Her iki olayın ardından yaptığım araştırmada elde ettiğim bilgileri paylaşmadan önce, Türkiye'deki yasal patlayıcı üretimi hakkında kısa bilgilendirme yapmak uygun olacaktır.
Ülke genelinde patlayıcı üretimi, depolanması ve satışı halen yürürlükteki tüzük marifetiyle gerçekleştiriliyor. Mevzuat ismiyle "Tekel Dışı Bırakılan Patlayıcı Maddelerle Av Malzemesi ve Benzerlerinin Üretimi, İthali, Taşınması, Saklanması, Depolanması, Satışı, Kullanılması, Yok Edilmesi, Denetlenmesi Usul ve Esaslarına İlişkin Tüzük" hükümleri gereğince firmalar faaliyetlerini yürütüyor.

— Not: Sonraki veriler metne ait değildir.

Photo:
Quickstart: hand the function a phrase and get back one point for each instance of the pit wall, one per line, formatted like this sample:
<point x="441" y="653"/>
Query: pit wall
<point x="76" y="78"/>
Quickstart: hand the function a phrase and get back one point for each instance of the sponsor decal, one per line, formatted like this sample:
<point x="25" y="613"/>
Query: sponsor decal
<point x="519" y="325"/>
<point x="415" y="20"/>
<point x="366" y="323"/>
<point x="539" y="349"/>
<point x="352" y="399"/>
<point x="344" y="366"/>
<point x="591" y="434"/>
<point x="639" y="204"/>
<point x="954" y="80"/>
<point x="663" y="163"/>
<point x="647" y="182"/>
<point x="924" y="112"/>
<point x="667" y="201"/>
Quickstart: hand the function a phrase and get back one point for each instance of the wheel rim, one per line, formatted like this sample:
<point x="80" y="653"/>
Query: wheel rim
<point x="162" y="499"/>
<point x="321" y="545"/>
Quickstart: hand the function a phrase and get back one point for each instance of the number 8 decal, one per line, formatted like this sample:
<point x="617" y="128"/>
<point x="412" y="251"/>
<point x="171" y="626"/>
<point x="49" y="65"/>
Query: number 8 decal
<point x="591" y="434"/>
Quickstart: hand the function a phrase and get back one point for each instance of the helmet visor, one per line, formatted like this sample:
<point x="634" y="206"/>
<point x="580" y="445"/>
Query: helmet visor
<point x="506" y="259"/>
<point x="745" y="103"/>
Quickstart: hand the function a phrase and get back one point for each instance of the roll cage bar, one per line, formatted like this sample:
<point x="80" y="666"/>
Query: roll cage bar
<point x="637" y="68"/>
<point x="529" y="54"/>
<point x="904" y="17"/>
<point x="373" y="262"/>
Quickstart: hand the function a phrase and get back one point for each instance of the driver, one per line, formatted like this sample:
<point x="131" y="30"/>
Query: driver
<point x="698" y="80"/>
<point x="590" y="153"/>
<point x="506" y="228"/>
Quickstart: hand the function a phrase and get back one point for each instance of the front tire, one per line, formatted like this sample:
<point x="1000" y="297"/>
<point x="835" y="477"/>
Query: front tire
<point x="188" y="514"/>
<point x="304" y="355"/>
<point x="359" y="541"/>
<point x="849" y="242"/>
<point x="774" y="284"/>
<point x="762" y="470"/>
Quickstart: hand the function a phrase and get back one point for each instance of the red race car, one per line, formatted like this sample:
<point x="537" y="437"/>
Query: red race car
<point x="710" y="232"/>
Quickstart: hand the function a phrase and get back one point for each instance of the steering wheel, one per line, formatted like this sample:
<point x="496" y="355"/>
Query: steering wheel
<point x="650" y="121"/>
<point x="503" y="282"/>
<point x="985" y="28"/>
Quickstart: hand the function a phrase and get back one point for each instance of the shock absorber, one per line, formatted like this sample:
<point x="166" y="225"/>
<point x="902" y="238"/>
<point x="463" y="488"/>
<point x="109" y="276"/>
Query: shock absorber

İçişleri Bakanlığı verilerine halen ülke genelinde 28 patlayıcı üretim tesisi mevcut. Balıkesir, Ankara Niğde, Sakarya, Kayseri, Konya, Afyon, Osmaniye, Sivas, İzmir, Manisa, Mardin ve Eskişehir patlayıcı tesisi bulunan kentlerden.
Bu fabrikaların yanı sıra yine ülke genelinde 528 patlayıcı madde deposu var. Fabrikalarda üretilen patlayıcı madde doğrudan piyasada satılamıyor. Üretim sonrası depolara gönderilen patlayıcı maddeler Balıkesir 17 depoyla ilk sırada.
Her üretim tesisinin deposu olmak zorunda. Ancak depolar, beraberinde üretim tesisi zorunluluğu olmaksızın saklama ve satış ruhsatı alabiliyor. Ayrıca, depolama ve satış işlemleri, ruhsat sahipleri ve farklı kentler üzerinden gerçekleşebiliyor. Örneğin, Afyon'daki depo isterse hem Afyon'daki tesisten ya da diğer kentlerdeki üretim tesisleri ile depolardan patlayıcı madde temin edip satışını gerçekleştirebiliyor.
Kısa bilgilendirmeden sonra Sakarya'daki olaylarla ilgili edindiğim bilgileri aktarayım.
Önce Coşkunlar A.Ş.'ye ait fabrikada yaşanan patlamayla ilgili elde ettiğim bilgiler şöyle:
Fabrikanın havai fişek üretme izni var. Denetimleri Sakarya Valiliği'nce oluşturulan denetim komisyonunca yapılmış görünüyor. Hem üretim hem de depolama yetkisi bulunan tesisin denetimi bu yılın Mart ve Mayıs aylarında yapılmış.
Yedi işçinin ölümü, yüzden fazla kişinin yaralanmasıyla sonuçlanan patlamanın üretim tesisindeki laboratuvarda kimyasal maddelerin ısınmasıyla başladığı ifade ediliyor. Bu bölümde "muska" adı verilen bir tür havai fişek üretimi yapıldığı belirtiliyor. Bu tip havai fişeğin üretimi için ayrı ruhsat gerekiyor.
Gökyüzündeki patlama sırasında muska benzeri şekillerin ortaya çıkması nedeniyle üretici tarafından bu isim verilmiş. Muska adlı havai fişeğin imali için diğer havai fişeklerden farklı olarak alüminyum tozu ile bazı kimyasalların kullanıldığı ifade ediliyor.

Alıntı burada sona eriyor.